# Angeln in Italien



## Fenris666 (1. November 2007)

Ich möchte gern nächstes Jahr im Sommer mal mit meinen Freunden ein Wochenende nach Italien ans Meer um da zu Angeln! 

Ich hab mich schon ein bisschen informiert, was ich dazu brauche, aber trotzdem bin ich mir nicht 100% sicher und möchte gern mal von jemanden hier aus dem Board, der schonmal in Italien geangelt hat wissen, was ich beachten muss bezüglich Angelschein, -plätze, Schonmaße und was es da sonst noch so gibt! Am besten mit Preisen und den schönsten Fischplätzen! Am liebsten so nahe wie möglich von Deutschland, da wir keinen Geld*******r haben um den Sprit durch ganz Italien zu blaßen.

Wäre nett, wenn mir jemand da weiter helfen könnte, da ich nichts falsch machen möchte!


----------



## Lorenz (1. November 2007)

*AW: Angeln in Italien*

Hallo Leute |wavey:


mich würde das auch mal interessieren,da ich nächsten Sommer mit der Schule für eine Woche auf einer kleinen Mittelmeerinsel bin!  
Es ist eine Forschungsinsel,anscheind dünn besiedelt und wenn sie für Taucher so interessant ist,wie überall steht,dann sicher auch für Angler!

Sie heißt übrigens Giglio!
Isola del giglio


----------



## Lorenz (2. November 2007)

*AW: Angeln in Italien*

*Keiner hier,der über die Gesetze dort bescheid weiß?*



@Fenris666
Soweit ich weiß braucht man im Meer (ausser an Einläufen / angrenzenden "Binnengewässern") keinen Schein!

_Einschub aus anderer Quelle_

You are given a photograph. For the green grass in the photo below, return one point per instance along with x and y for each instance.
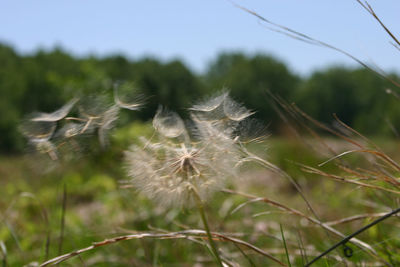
(98, 206)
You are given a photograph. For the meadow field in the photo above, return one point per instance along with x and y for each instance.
(50, 208)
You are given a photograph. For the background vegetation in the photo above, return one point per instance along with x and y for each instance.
(49, 208)
(45, 80)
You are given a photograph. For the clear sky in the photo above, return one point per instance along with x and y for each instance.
(195, 31)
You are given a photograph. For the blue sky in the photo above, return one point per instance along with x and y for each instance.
(195, 31)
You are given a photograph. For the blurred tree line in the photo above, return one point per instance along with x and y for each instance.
(44, 81)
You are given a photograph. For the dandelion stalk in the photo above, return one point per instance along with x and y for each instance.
(200, 206)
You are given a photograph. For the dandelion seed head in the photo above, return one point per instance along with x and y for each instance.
(170, 170)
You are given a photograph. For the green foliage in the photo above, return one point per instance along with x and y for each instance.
(46, 80)
(249, 78)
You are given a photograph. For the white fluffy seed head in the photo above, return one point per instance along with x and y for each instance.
(172, 169)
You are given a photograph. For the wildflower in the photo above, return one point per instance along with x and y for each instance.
(188, 162)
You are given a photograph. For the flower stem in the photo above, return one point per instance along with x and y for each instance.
(200, 206)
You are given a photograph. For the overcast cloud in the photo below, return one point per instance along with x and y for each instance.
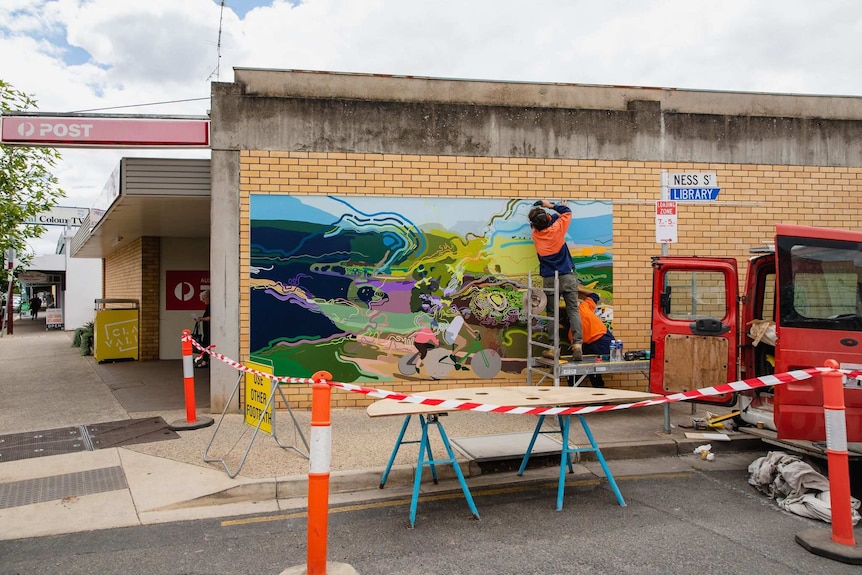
(77, 55)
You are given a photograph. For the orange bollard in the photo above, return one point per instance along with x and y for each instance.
(837, 456)
(318, 473)
(192, 421)
(842, 545)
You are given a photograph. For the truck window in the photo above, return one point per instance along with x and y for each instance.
(696, 295)
(820, 284)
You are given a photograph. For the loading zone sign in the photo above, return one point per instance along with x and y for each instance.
(665, 222)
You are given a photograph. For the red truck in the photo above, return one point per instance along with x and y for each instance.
(801, 305)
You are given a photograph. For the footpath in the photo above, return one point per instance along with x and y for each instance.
(45, 385)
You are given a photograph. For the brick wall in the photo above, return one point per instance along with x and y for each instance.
(753, 199)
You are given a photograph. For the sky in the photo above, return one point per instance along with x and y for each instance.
(161, 56)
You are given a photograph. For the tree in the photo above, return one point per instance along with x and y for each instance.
(27, 185)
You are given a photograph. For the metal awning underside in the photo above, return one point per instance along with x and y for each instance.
(147, 197)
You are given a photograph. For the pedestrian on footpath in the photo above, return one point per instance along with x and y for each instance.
(35, 306)
(549, 237)
(205, 321)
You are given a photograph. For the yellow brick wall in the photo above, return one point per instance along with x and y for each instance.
(132, 272)
(753, 199)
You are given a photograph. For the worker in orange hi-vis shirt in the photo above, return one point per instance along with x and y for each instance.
(597, 336)
(549, 237)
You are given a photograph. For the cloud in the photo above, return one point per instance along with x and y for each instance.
(99, 54)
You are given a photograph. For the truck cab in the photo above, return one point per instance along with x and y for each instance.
(801, 305)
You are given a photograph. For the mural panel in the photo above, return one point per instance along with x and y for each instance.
(376, 289)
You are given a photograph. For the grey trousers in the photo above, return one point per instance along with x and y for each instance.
(569, 293)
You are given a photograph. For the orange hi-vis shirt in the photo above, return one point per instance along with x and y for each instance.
(551, 244)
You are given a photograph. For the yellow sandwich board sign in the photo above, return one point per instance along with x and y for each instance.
(258, 392)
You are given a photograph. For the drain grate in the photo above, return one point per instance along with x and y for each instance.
(129, 432)
(84, 438)
(42, 443)
(41, 489)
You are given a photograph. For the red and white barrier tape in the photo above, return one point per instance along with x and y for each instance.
(449, 404)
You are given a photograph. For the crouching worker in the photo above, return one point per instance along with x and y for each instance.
(597, 337)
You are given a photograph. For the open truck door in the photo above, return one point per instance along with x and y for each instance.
(819, 317)
(694, 325)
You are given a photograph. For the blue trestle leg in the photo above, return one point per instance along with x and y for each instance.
(425, 447)
(566, 455)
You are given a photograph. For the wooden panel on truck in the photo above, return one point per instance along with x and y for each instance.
(693, 362)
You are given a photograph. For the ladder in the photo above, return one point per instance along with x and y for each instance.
(546, 368)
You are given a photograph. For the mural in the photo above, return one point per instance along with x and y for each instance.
(374, 289)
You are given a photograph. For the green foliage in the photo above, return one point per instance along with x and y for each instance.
(27, 184)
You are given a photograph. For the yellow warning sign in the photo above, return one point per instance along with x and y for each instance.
(258, 390)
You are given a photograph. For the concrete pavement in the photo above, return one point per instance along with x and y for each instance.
(46, 384)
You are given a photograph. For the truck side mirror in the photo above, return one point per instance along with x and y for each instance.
(664, 300)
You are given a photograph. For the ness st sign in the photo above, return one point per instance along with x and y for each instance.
(96, 131)
(693, 187)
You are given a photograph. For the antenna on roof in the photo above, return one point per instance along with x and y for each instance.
(218, 46)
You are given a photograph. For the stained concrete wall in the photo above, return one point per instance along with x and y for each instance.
(762, 141)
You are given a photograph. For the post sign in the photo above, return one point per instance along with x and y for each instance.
(665, 222)
(103, 131)
(183, 289)
(692, 187)
(258, 390)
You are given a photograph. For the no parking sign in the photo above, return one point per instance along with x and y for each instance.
(665, 222)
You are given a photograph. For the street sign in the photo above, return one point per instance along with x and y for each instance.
(692, 187)
(693, 194)
(665, 222)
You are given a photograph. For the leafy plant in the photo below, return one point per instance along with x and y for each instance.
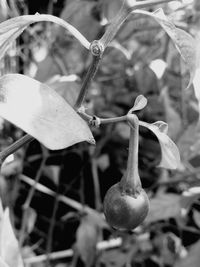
(47, 115)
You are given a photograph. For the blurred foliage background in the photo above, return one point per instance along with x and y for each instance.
(51, 215)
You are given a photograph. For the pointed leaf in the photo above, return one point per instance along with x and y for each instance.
(140, 103)
(183, 41)
(41, 112)
(9, 249)
(12, 28)
(170, 154)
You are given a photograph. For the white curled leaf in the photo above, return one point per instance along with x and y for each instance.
(41, 112)
(140, 103)
(170, 157)
(12, 28)
(184, 42)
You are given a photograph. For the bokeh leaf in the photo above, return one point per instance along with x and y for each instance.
(12, 28)
(140, 103)
(163, 207)
(41, 112)
(192, 258)
(183, 41)
(170, 158)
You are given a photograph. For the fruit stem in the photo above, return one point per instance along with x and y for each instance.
(130, 181)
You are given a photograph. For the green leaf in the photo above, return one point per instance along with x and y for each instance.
(140, 103)
(183, 41)
(12, 28)
(41, 112)
(170, 153)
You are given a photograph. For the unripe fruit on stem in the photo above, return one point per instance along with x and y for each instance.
(124, 211)
(126, 204)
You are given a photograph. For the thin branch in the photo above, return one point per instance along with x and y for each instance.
(29, 198)
(89, 76)
(51, 229)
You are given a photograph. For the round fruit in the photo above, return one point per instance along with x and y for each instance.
(124, 211)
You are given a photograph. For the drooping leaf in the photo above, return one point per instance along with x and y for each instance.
(12, 28)
(41, 112)
(140, 103)
(170, 157)
(163, 207)
(192, 258)
(9, 249)
(183, 41)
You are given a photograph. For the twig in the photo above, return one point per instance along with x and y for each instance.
(51, 229)
(29, 198)
(95, 177)
(122, 15)
(103, 245)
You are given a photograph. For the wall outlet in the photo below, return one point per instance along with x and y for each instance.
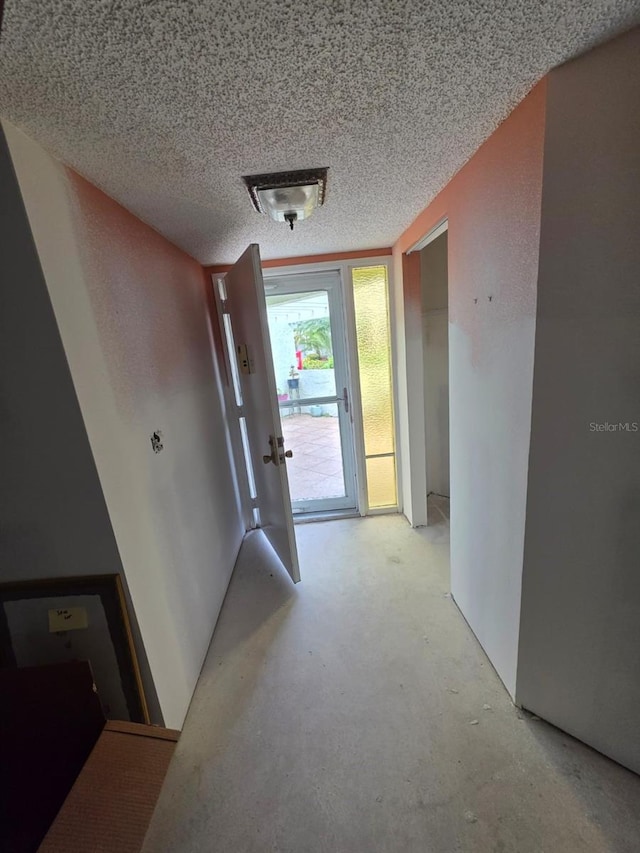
(67, 619)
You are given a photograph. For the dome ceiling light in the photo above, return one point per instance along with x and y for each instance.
(288, 196)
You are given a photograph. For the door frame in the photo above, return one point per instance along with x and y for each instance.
(343, 268)
(329, 281)
(414, 370)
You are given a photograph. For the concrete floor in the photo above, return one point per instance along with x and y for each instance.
(356, 713)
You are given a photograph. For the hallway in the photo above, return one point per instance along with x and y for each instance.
(356, 713)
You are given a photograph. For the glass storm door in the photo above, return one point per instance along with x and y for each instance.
(308, 345)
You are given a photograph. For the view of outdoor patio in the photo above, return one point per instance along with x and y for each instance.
(315, 471)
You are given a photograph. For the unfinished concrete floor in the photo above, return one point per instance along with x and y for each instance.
(356, 713)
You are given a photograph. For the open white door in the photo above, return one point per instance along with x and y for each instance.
(247, 332)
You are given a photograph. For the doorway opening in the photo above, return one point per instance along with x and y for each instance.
(434, 284)
(305, 314)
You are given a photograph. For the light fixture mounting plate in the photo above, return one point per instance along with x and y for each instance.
(281, 180)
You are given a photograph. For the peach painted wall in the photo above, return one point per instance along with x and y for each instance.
(493, 209)
(134, 317)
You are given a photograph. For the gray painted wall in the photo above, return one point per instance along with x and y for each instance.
(435, 328)
(53, 517)
(579, 654)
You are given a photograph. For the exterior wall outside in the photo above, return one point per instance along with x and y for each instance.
(579, 656)
(134, 316)
(493, 209)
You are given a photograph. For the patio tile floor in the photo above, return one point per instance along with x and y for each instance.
(315, 471)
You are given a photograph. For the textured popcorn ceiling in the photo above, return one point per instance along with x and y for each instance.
(165, 105)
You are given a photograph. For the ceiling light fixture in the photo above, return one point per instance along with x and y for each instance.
(288, 196)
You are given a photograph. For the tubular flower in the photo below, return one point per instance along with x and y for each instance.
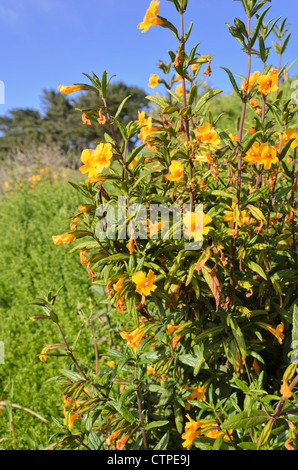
(43, 354)
(196, 394)
(267, 83)
(229, 216)
(285, 391)
(253, 155)
(252, 80)
(191, 431)
(69, 89)
(130, 246)
(112, 437)
(120, 443)
(133, 339)
(196, 224)
(147, 130)
(153, 80)
(206, 135)
(288, 135)
(278, 332)
(145, 284)
(151, 18)
(83, 258)
(96, 160)
(268, 156)
(171, 329)
(118, 285)
(65, 238)
(176, 171)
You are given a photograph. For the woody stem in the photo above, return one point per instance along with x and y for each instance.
(190, 171)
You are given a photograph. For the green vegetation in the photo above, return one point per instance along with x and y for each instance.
(29, 217)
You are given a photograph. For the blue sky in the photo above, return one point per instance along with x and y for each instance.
(45, 43)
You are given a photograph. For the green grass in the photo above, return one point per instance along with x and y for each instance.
(31, 263)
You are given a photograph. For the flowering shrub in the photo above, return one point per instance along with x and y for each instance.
(202, 313)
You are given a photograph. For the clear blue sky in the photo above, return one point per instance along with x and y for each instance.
(45, 43)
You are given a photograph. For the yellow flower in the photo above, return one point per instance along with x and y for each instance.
(268, 83)
(193, 223)
(278, 332)
(285, 391)
(153, 80)
(179, 89)
(118, 285)
(150, 18)
(65, 238)
(120, 443)
(196, 394)
(112, 437)
(253, 154)
(268, 156)
(191, 431)
(288, 135)
(83, 258)
(176, 171)
(69, 89)
(171, 329)
(133, 339)
(133, 164)
(229, 216)
(206, 135)
(145, 284)
(96, 160)
(130, 246)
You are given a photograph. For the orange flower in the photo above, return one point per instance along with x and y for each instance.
(83, 258)
(153, 80)
(206, 135)
(278, 332)
(69, 89)
(65, 238)
(268, 156)
(86, 121)
(133, 339)
(285, 391)
(145, 284)
(96, 160)
(150, 18)
(196, 394)
(192, 221)
(191, 431)
(171, 329)
(179, 89)
(120, 443)
(118, 285)
(112, 437)
(268, 83)
(253, 103)
(253, 154)
(130, 246)
(176, 171)
(229, 216)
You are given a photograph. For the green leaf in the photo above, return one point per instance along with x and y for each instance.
(163, 443)
(256, 268)
(245, 421)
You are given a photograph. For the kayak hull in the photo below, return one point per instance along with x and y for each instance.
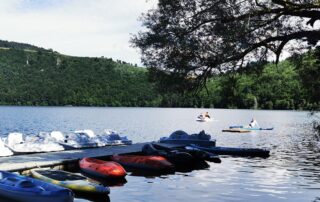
(253, 152)
(236, 130)
(25, 189)
(248, 128)
(71, 181)
(154, 163)
(102, 169)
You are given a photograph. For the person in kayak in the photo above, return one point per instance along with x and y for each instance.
(253, 123)
(207, 115)
(204, 115)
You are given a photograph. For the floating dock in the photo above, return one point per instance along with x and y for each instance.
(20, 163)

Nach allem was ich so über das Mittelmeer gelesen habe,sind die Fische beim Uferfischen eher klein 
Deswegen wäre vielleicht ein Boot für euch sinnvoll!
In Binnengewässern ist ,soweit ich weiß, für Boot bis 40ps kein Bootsführerschein nötig! Im Meer wird es sicher ähnlich sein


----------